A partir de então, começou a ser moldada a escola como a conhecemos hoje, e a possibilidade de acesso à informação não pára de ganhar novas dimensões através de engenhocas como telégrafo, telefone, rádio, televisão, telefone sem fio, computador, TV a cabo; invenções que redefinem noções de tempo e espaço.

Antes da Internet - a rede mundial de computadores - nunca a humanidade teria a chance de acesso a tanto conhecimento - o que, até pouco tempo, estava restrito aos privilegiados capazes de viajar e comprar livros importados.

Lembro-me de quando iniciei minha carreira - ainda estagiário do jornal "O Globo", em São Paulo - e entrei, certa vez, numa livraria que vendia o "The New York Times". Por curiosidade, perguntei quanto custaria uma assinatura do jornal americano. O vendedor olhou para mim e perguntou: "Você está maluco?".

Fiz as contas e, na época, uma assinatura mensal daria seis meses do meu salário, e cada exemplar chegaria com dez dias de atraso. Hoje, basta ter um computador ligado ao modem e podemos ler no mesmo dia o "The New York Times". Assim como, de Nova York, lia os jornais brasileiros toda manhã, mais cedo do que quando morava em Brasília e, ainda por cima, sem pagar nada. Enquanto trabalhava, ouvia, por Internet uma rádio FM de São Paulo que toca música brasileira 24 horas.

Por meio da minha coluna na "Folha de S. Paulo", ofereçia, via Internet, textos que acabava ler em Nova York. Recebia e-mails dos mais diferentes lugares, do interior do Ceará, de Recife, Salvador, Rio, Alemanha ou Dinamarca. O mundo ficou pequeno.

Assim, graças à tecnologia, minhas colunas semanais não se limitam à sua publicação, são apenas um início de interatividade, transformando, para melhor, minha relação com os leitores. Remodelando, em essência, a forma como um jornalista deve se comunicar. Esse artigo é, em si, um exemplo. Não estaria completo se não introduzisse ao leitor bancos de dados, acessíveis com um click.

Quero dizer: não há possibilidade de se viver em sociedade sem o desafio da alfabetização. Um desafio particularmente dramático no Brasil, onde temos 20 milhões de pessoas incapazes de escrever um simples bilhete de recado. Os que não conseguem entender e interpretar sequer um texto que acabaram de ler são 60 milhões em nosso país. Repito: 60 milhões.

Tempos modernos

O que, afinal, aconteceu no mundo para que Dante Alighieri acabasse no Harlem?

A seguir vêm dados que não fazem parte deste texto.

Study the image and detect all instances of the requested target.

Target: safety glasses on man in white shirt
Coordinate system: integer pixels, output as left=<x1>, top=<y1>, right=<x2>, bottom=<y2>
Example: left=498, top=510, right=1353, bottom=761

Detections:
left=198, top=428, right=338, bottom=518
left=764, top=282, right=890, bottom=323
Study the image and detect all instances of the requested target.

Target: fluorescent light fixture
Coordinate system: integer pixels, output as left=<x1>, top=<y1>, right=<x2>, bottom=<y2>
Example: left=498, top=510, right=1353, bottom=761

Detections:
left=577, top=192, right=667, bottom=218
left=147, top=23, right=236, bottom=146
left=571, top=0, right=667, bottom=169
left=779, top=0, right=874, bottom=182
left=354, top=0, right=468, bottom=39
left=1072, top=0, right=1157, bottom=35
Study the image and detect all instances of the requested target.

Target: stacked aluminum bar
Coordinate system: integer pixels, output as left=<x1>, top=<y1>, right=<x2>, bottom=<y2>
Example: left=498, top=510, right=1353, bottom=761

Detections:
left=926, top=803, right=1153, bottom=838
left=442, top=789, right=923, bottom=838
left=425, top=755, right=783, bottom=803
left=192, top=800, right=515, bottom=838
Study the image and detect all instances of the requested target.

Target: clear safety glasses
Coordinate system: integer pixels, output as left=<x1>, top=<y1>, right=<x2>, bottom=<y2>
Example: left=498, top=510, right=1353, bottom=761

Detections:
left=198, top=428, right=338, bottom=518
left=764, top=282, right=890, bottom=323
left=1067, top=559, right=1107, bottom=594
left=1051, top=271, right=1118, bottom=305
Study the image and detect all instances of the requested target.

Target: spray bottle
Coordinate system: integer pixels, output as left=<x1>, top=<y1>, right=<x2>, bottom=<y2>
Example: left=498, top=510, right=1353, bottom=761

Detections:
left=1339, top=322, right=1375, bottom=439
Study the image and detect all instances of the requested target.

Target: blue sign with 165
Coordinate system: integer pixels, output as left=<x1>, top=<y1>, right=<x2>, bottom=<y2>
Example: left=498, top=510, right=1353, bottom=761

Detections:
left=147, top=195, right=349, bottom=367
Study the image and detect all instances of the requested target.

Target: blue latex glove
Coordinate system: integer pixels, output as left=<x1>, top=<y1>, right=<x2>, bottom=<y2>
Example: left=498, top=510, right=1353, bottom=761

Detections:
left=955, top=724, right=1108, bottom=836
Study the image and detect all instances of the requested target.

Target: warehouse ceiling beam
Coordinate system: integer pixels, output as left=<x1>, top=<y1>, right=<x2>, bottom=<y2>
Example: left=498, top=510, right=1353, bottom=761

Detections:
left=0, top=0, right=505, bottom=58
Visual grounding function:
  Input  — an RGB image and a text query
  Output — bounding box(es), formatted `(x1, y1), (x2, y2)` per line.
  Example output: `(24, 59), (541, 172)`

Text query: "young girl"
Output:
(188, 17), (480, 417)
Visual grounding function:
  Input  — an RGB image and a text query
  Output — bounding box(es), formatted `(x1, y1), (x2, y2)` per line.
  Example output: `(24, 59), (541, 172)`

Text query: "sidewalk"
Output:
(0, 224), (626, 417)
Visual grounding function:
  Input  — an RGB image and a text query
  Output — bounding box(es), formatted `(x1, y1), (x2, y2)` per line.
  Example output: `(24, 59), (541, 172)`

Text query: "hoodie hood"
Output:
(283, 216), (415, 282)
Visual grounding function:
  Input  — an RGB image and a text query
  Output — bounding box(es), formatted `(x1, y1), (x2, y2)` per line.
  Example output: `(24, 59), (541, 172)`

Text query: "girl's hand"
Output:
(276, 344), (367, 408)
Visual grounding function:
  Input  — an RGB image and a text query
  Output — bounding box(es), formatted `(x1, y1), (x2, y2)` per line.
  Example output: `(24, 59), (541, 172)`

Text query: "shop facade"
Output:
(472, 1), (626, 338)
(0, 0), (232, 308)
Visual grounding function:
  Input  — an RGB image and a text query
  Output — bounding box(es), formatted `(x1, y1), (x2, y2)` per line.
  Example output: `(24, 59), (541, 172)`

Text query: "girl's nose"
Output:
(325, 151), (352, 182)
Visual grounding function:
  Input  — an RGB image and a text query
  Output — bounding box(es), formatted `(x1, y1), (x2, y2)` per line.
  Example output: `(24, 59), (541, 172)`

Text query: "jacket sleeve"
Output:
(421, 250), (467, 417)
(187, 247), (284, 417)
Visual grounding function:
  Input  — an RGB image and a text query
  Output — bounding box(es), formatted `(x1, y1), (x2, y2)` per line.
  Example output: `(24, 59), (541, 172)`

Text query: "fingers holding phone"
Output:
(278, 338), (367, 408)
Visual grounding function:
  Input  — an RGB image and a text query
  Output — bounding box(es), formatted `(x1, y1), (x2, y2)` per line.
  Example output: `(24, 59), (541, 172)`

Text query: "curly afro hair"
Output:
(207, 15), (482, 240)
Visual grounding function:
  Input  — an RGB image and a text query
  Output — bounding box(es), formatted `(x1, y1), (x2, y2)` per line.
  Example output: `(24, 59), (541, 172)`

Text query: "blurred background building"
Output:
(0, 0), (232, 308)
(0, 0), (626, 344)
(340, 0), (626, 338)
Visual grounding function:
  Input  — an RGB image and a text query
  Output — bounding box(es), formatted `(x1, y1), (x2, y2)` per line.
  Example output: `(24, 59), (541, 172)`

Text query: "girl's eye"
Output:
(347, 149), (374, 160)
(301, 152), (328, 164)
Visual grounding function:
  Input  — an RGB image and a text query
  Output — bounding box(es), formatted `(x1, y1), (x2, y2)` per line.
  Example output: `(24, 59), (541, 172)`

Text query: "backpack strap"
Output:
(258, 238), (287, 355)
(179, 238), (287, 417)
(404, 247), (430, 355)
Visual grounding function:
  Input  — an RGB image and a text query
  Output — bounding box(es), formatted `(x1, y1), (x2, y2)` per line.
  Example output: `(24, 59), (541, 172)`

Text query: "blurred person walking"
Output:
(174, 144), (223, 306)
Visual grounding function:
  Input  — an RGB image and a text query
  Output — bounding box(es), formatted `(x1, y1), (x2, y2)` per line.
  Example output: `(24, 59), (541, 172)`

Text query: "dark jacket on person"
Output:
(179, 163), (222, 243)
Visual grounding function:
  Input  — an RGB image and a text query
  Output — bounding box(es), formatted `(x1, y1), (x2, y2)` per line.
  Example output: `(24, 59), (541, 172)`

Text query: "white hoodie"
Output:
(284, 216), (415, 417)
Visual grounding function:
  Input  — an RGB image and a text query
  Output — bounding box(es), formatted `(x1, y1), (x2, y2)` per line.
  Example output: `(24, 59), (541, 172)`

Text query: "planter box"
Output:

Uma parte da resposta pode ser encontrada num dos mais extraordinários filmes de Charles Chaplin, "Tempos Modernos". No papel de operário, ele ironiza a repetição interminável de gestos no processo de produção; acaba engolido pela máquina, transformado também em máquina.

"A empresa mudou o jeito de produzir e, assim, mudou o tipo de trabalhador de que ela precisa", define o brasileiro José Alexandre Sheikmann, diretor da Faculdade de Economia de Chicago, a mais importante do mundo. O trabalhador não pode mais repetir gestos, ele tem que criar, improvisar, raciocinar.

"Vocês, brasileiros, se iludem com as imensas riquezas naturais do país. Mas a maior riqueza é o capital humano", ensina Garry Becker, da Faculdade de Chicago, Prêmio Nobel de Economia por suas idéias sobre capital humano - o investimento não está em máquinas, mas na habilitação do trabalhador, obrigado a lidar com tecnologias cada vez mais sofisticadas.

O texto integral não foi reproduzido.